February 8, 1942 – a day with many doubts and ominous signs. The situation in the Far East was looking grim, despite upbeat reports. The Dutch East Indies were scenes of repeated raids by Japanese bombers. Hit during the day was an area described as roughly the distance between New York and London. Several cities in the region were hit, including cities closest to Java, the intended target. An undisclosed number of Japanese planes carried out reconnaissance raids over Batavia, the first sighting of enemy places to be reported. The planes were also spotted over East Java and Sumatra. Sumatra was again attacked by a group of six bombers with a strong escort of fighter planes. Attacks on New Guinea were reported to have yielded negligible casualties, primarily wounded.

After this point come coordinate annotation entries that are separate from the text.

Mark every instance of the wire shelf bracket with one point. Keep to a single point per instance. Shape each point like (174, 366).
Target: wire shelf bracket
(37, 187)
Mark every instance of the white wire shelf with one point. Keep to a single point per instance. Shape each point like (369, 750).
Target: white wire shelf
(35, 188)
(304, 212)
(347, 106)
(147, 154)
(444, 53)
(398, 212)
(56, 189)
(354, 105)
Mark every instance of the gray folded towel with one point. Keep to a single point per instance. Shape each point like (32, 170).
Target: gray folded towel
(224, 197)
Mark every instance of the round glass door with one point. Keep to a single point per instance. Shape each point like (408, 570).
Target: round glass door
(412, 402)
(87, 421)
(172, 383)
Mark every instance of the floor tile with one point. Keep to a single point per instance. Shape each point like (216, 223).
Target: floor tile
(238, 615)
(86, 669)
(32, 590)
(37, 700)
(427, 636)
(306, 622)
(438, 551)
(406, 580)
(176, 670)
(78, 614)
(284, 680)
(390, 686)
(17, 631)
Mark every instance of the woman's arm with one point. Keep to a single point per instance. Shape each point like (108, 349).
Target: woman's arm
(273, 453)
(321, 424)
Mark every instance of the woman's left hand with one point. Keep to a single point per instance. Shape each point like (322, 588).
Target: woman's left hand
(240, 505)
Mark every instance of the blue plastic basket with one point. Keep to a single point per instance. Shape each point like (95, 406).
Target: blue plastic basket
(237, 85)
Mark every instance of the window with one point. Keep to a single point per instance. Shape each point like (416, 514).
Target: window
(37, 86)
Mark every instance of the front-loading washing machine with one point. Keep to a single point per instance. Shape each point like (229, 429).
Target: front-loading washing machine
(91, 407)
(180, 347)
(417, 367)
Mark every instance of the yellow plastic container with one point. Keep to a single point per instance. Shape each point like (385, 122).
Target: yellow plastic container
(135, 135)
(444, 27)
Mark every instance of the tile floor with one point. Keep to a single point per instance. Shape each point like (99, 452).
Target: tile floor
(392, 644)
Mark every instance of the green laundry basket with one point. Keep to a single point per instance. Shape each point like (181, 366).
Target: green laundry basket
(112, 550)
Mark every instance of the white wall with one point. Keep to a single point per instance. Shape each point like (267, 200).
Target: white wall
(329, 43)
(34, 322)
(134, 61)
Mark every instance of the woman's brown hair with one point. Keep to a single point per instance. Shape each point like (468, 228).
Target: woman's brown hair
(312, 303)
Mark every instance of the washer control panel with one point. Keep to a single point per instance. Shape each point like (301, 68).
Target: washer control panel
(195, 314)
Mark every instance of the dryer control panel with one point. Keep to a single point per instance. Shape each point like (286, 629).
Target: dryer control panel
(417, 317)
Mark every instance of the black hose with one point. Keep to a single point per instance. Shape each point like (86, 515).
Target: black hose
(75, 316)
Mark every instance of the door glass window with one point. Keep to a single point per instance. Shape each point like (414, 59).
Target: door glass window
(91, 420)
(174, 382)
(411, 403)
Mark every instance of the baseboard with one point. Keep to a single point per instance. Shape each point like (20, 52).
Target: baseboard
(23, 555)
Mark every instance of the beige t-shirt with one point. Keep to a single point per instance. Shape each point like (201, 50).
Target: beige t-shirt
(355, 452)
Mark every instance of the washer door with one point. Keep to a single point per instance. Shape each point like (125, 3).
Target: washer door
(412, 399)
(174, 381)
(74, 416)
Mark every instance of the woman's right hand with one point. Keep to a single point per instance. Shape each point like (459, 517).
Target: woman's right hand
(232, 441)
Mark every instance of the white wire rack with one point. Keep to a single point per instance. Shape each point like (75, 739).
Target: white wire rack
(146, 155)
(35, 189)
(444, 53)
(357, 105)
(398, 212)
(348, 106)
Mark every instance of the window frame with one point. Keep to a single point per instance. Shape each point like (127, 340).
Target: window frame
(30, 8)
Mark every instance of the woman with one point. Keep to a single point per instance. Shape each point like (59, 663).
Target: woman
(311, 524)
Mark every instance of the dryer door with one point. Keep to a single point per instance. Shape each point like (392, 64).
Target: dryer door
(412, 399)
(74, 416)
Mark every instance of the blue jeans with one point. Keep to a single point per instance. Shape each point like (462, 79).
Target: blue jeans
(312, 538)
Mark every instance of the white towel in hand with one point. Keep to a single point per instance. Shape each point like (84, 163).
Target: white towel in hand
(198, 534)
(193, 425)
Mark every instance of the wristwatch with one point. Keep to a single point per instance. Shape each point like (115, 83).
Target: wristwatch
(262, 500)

Although the general situation in the Indies was more serious than previously reported, the announcement of the sinking of a Japanese Cruiser and one large transport ship, brought great satisfaction to observers in Batavia. The Dutch East Indies have been at war for 63 days, during which time 66 enemy ships had been put out of action, including war ships of all types. Dutch observers stressed that, while the Japanese were losing valuable units of their battle fleet, knowing there would eventually be a showdown with the U.S. fleet, loomed as a threatening shadow over the heads of the Japanese Admirals.
Meanwhile, reports from Singapore indicated the Japanese were stepping up their air and artillery bombardments of the island. The scale of the air raids and the shelling was said to have been considerably increased. British retaliated by firing across the strait at enemy working parties, breaking them up. Enemy forces moving toward the east of the mainland also came under British shelling. The Japanese made a landing on the island of Pulao Ubin, between the east end of Singapore island and the mainland. British observers claimed not to be worried by the Japanese move. They said the landing didn’t make the Japanese any closer to their main objective.
From the U.S. came news that on February 9th, all clocks would roll back one hour in what was called War Time, giving an extra hour of daylight for war work. The change would go into effect for the duration.
And that’s a small slice of what happened on this February 8, 1942 as reported by The Blue Network’s News Of The World.